Converting WordprocessingML into HTML (for easy viewing)


Many people have asked me if there is an easy way to go from Word XML into XHTML.


I’ve already mentioned that we have a tool available that transforms from Word 2003 XML into HTML. You can download it here: http://www.microsoft.com/downloads/details.aspx?FamilyID=19676b18-1bcd-4852-93ba-0b5a203ea731&displaylang=en


This is actually a pretty cool tool. There are a number of ways you can extend it. By default it will add a behavior to IE so that any XML file that has the Word PI (processing instruction) will automatically have an XSLT applied that converts it into HTML that can then be rendered by the browser. It also does work to store the embedded images to a temp location so they can be referenced by the resulting HTML.

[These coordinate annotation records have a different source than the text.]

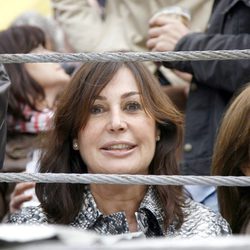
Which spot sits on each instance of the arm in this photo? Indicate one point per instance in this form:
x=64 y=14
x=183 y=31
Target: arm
x=171 y=35
x=234 y=73
x=81 y=22
x=4 y=86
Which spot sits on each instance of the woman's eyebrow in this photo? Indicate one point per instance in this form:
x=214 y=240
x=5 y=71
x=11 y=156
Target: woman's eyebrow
x=125 y=95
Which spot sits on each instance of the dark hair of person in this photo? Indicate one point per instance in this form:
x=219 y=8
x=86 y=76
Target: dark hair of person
x=231 y=154
x=62 y=202
x=23 y=90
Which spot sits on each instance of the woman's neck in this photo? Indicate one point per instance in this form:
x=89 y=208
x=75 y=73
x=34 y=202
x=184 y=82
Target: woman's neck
x=116 y=198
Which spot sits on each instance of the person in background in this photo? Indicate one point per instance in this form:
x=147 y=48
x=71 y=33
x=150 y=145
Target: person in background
x=213 y=82
x=55 y=37
x=98 y=129
x=4 y=88
x=232 y=158
x=33 y=94
x=110 y=25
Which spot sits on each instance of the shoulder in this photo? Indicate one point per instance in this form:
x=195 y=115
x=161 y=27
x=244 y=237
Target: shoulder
x=28 y=215
x=201 y=221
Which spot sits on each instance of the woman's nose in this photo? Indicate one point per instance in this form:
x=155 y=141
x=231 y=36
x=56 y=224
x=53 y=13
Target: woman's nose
x=117 y=122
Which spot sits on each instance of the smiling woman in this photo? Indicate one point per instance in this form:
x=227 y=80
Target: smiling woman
x=115 y=119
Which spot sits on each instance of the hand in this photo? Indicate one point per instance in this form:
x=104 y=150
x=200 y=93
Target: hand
x=18 y=197
x=164 y=33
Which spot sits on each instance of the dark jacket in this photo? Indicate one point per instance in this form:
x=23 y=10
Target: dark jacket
x=214 y=82
x=4 y=86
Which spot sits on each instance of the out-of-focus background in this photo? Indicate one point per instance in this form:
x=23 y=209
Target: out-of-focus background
x=10 y=9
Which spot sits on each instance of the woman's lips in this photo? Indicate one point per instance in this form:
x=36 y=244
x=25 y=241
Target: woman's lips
x=118 y=149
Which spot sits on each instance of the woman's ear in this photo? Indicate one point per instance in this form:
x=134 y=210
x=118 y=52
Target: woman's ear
x=158 y=134
x=75 y=144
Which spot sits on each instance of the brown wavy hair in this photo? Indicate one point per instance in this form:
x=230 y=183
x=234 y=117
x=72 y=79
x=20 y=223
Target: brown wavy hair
x=231 y=154
x=62 y=202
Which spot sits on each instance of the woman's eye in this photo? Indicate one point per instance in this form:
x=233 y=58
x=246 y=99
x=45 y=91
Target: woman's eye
x=96 y=110
x=133 y=106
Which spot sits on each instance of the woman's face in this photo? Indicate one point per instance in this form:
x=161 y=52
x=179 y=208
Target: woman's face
x=48 y=75
x=119 y=136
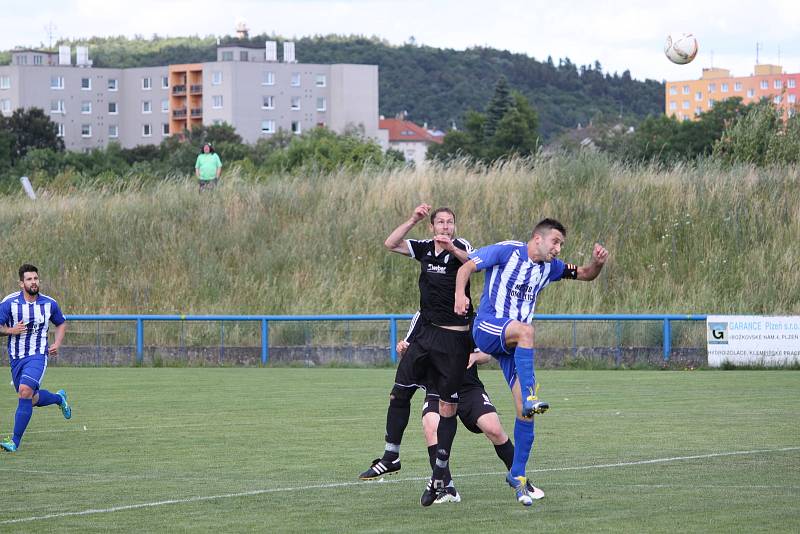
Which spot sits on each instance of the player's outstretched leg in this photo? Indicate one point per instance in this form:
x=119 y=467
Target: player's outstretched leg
x=520 y=486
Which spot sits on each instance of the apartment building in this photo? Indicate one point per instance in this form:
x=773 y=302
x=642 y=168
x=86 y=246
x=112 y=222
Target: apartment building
x=246 y=87
x=687 y=99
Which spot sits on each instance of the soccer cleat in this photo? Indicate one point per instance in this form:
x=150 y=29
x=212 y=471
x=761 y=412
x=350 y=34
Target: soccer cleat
x=532 y=405
x=448 y=494
x=66 y=411
x=433 y=491
x=379 y=468
x=534 y=492
x=520 y=485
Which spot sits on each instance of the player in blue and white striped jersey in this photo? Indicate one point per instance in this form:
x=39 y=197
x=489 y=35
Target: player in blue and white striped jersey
x=515 y=274
x=25 y=317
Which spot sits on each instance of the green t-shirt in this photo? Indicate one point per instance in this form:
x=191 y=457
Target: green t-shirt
x=208 y=165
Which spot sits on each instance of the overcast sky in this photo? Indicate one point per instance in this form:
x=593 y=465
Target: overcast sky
x=621 y=34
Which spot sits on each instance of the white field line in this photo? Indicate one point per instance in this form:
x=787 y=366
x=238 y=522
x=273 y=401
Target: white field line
x=252 y=493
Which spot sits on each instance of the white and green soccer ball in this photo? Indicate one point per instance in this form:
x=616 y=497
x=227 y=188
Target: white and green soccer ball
x=680 y=48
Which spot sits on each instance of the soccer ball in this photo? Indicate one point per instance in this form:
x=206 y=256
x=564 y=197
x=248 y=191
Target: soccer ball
x=680 y=48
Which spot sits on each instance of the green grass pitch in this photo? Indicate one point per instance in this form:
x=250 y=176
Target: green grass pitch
x=279 y=450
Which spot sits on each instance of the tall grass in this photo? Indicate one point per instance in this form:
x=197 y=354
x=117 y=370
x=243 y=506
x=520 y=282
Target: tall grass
x=696 y=238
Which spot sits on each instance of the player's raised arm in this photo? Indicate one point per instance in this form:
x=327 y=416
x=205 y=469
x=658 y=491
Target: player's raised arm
x=462 y=277
x=396 y=240
x=591 y=270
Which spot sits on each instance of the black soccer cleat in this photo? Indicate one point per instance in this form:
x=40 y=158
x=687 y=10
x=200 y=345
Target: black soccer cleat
x=380 y=468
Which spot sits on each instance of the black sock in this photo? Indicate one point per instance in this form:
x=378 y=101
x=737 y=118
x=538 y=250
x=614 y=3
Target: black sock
x=432 y=455
x=396 y=422
x=505 y=452
x=445 y=435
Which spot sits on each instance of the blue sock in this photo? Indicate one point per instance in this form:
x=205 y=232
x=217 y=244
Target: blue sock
x=22 y=418
x=523 y=439
x=523 y=360
x=46 y=398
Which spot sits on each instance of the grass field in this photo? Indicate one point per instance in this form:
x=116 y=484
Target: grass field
x=279 y=450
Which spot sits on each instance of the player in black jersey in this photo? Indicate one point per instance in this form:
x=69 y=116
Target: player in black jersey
x=441 y=348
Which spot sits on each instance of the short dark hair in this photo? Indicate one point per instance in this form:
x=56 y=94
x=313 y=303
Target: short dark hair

You can also write your own XSLTs and register them for the viewer to use. Then when you open a Word XML file, you will have the choice of XSLTs to apply. This is just handled with the schema library (the same way you can register XSLTs for Word to apply when it opens your XML).


Additionally, if you want to register some views for your own XML that you want applied in the browser, you can put a PI in the files that identifies it as yours and register with the tool that you want it to also render your files instead of the default XSLT that IE will apply.


There are other folks out there who are also building tools on top of Word XML. Here’s a blog I was just pointed at this morning where Oleg has worked on modifying an earlier version of the XSLT that we had released: http://www.tkachenko.com/blog/archives/000195.html


If anyone else has a tool they’ve built on top of WordprocessingML or SpreadsheetML please send me the links. I’d love to take a look.


-Brian

Comments (13)

  1. Sorry for sidetracking the thread. I found this ^^^ article ^^^ linked from SlashDot. What do you think?

  2. BrianJones says:

    No problem, although I would like to keep this thread more focused on questions around the XSLTs…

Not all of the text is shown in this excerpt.